Specifically, the researchers at CERN-based ALPHA (Antihydrogen Laser Physics Apparatus) used their laser to cool a sample of antimatter down to near absolute zero. Antimatter is similar to matter, but has an opposite charge, making it very hard to exist in our universe, let alone be manipulated and studied.
Absolute zero, meanwhile, is the theoretical lowest possible temperature that can be reached, at which all molecular motion ceases, hypothesized to be −273.15°C. It has never been reached, but coming near it opens up several avenues of research for scientists studying the extremely rare antimatter particles.
Researcher Makoto Fujiwara stands in front of ALPHA Experiment apparatus at CERN. Photo: Maximilien Brice/UBC.
“With this technique, we can address long-standing mysteries like: ‘How does antimatter respond to gravity?
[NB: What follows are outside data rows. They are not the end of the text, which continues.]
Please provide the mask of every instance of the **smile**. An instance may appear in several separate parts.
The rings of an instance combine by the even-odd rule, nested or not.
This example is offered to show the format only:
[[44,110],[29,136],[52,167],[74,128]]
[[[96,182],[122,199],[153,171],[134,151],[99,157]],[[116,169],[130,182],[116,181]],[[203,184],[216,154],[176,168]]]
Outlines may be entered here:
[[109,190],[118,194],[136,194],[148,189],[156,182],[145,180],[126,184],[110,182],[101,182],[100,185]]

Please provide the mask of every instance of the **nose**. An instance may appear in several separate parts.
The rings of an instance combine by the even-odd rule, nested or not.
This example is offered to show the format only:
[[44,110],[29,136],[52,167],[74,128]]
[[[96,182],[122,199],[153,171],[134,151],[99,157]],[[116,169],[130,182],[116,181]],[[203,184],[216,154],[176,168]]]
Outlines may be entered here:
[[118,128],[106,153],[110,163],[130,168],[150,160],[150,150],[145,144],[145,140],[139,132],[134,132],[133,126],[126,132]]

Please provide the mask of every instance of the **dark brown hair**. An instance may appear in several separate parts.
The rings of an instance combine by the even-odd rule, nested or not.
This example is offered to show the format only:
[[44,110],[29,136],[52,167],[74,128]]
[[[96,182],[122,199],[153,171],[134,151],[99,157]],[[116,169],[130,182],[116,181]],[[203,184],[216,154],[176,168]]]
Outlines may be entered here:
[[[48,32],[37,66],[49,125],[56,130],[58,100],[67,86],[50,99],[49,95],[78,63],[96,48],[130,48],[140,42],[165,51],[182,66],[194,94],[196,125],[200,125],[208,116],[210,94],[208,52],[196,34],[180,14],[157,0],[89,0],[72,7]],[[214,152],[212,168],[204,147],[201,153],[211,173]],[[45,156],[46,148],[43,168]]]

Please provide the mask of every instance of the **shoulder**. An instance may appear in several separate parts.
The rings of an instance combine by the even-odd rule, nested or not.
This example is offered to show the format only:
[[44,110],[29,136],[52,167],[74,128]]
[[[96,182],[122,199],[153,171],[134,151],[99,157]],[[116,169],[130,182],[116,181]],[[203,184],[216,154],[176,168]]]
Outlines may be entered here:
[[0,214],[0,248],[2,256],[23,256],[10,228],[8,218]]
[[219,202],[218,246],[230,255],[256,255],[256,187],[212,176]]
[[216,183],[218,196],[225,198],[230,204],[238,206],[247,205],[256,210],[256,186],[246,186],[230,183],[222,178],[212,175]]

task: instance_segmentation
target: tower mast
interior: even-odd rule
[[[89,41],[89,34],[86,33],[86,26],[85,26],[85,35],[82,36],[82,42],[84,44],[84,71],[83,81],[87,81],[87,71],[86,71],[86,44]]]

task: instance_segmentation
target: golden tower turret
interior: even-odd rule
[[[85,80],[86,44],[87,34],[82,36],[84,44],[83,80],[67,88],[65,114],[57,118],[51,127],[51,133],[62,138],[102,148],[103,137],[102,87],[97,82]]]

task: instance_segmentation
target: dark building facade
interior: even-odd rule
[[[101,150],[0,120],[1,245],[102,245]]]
Can antimatter help us understand symmetries in physics?’ These answers may fundamentally alter our understanding of our Universe," UBC researcher Dr. Takamasa Momose, a member of ALPHA’s Canadian team who led the development of the laser, said in a release from the university.
The results of the experiment were published in the journal Nature, and involved researchers from TRIUMF, UBC, Simon Fraser University, the University of Calgary, York University, the University of Victoria, and BCIT.